In a country where ballet enjoys roughly the same status as football in Brazil, the Russian press pounced on her — the general tenor being: Why is this perfect stranger coming here and trying to besmirch a national shrine? “I was absolutely desperate,” says Womack. “I didn’t know where to turn. But then Petrov rescued me.”

Andrei Petrov is the director of the Kremlin Ballet Theater. He had already taken notice of Womack earlier and he now offered her a contract as a prima ballerina, a rare honor. She had found protection inside the walls of the Kremlin. “No one could attack me any longer there,” she says, as tears swell up in her eyes.

But even at the Kremlin Ballet Theater, Womack had to struggle — for major roles, for a salary she could live on and with her eating disorders. She visits a therapist once a week. And, working together with a nutritionist, she has also developed a power bar for dancers that provides them with energy but isn’t fattening.

A few months ago, when she had the feeling she was sinking into a dark spot, Womack began filming her everyday life and posting it on YouTube. She says she wants to show everything, even the bad, in order to help protect others.
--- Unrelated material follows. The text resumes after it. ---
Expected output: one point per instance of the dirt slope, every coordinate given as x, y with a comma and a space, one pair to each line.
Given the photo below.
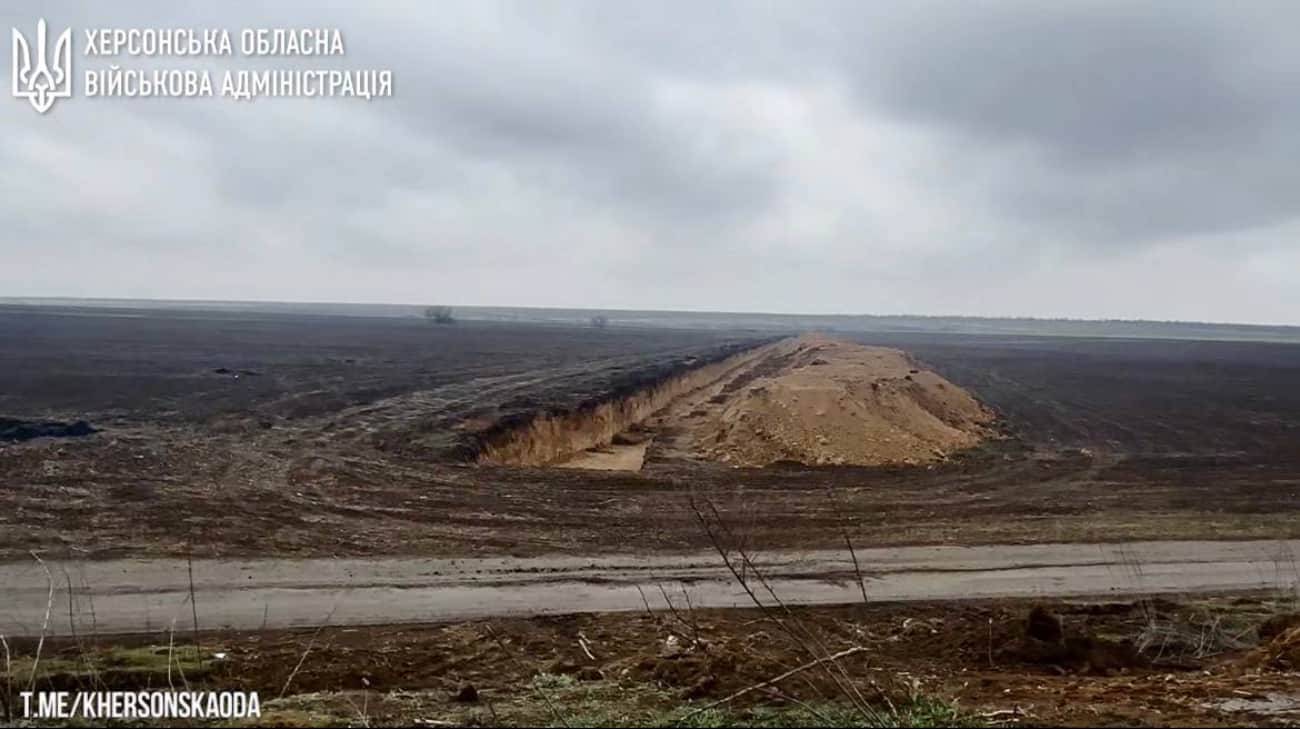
822, 400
It’s Tuesday evening, time for the other performance of “Giselle” this week. The Bolshoi Theater, which translates as Big Theater, is a splendid building with white columns. Women with Chanel bags and delicate dresses totter in the arms of their male companions across the square in front with its fountains and climb the marble stairs of the country’s most famous theater. Inside, €25 will get them a glass of champagne, and caviar nibbles are also available.

And then: Sergei Polunin.

The tattoos are covered with makeup and Prince Albrecht, the seducer, is wearing white tights and a light-brown vest. His Giselle this evening is Svetlana Zakharova, a prima ballerina with the face of a Madonna and long, smooth limbs.

Sergei and Svetlana are an explosive pair — their bodies speak a language that other dancers can only dream of. Whereas others merely spring, these two literally fly — with each other, against each other, loving and destroying each other. When you see Polunin dance, it’s almost as if his entire crazy life had been nothing more than preparation for this dance and for this big theater — the one that instills meaning in everything.